Choosing the right health fund policy can be a hard. There is almost 35 health funds in Australia. Most offer three options, single, couple and family policies. Let’s break this down further, we will be given a choice of hospital, extras or hospital and extras cover. Following this selection there will be a tier level choice, usually top cover, middle cover and low cover. We don’t know about you, but we’re already lost. If we try to work out the maths, we have a minimum of 105 choices of policies! 105!

So how do we find the ‘right’ health fund policy for us?
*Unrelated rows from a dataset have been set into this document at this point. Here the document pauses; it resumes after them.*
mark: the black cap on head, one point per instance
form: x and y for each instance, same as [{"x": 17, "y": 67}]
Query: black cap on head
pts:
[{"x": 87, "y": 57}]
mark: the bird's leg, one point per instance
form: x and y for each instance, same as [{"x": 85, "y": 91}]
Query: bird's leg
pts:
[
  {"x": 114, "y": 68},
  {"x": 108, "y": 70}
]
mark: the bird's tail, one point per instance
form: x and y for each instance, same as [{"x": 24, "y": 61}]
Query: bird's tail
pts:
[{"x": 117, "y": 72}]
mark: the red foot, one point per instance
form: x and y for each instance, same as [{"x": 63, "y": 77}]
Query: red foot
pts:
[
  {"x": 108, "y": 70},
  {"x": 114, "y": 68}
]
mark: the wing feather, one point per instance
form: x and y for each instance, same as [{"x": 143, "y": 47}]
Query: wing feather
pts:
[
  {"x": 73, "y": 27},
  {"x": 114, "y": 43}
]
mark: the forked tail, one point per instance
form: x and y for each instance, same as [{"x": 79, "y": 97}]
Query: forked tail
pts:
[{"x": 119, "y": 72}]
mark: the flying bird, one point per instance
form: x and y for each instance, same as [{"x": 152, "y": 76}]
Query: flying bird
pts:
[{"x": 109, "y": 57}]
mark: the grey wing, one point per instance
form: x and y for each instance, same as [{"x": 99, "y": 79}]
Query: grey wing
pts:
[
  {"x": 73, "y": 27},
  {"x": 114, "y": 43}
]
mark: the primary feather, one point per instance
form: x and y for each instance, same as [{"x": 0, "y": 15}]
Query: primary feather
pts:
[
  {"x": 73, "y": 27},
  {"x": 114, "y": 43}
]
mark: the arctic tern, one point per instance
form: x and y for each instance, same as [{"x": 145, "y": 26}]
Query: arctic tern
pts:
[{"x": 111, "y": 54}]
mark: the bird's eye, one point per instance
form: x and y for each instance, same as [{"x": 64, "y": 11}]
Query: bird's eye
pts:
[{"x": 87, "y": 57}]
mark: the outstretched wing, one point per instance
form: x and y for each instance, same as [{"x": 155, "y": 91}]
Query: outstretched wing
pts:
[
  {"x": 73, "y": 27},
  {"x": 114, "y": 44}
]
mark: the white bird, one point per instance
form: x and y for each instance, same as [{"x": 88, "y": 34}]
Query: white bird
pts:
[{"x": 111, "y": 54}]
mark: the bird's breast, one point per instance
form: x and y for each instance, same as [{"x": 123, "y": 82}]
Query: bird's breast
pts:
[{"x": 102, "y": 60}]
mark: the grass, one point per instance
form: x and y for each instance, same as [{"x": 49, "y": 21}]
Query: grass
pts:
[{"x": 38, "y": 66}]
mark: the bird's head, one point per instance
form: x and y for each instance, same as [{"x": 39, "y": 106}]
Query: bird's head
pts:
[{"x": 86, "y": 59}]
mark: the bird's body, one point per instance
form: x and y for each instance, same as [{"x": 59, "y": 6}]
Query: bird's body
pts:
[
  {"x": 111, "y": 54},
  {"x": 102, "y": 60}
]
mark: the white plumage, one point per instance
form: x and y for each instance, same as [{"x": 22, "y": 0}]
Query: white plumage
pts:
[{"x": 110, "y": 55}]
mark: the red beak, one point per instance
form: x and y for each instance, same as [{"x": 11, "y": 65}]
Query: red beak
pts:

When our patients ask us “which is the best private health fund?” we normally give a handful of health fund recommendations which is dependent, on our experience, of our patients rebate however, we too are misguided as we do not know the level of policy every patient has.
The Australian Dental Association (ADA) has articles on their website trying to help us, the public, the patients, make an informed decision. In our opinion, the most important paragraph in the article is the last one,

“Regularly review your policy. Your health needs change over time and so once you take out a policy, it’s always a good idea to check whether it remains a good fit for you and whether you should seek out a new policy, a new fund or both.”

Health funds make it so confusing for us that we don’t even bother reviewing our policy or health fund. We advise taking the time to do your research, it may get frustrating but persevere. You may decide your policy is right for you, but you may just find you are paying for cover you do not need or worse you are paying for a policy that doesn’t cover you for what you do need.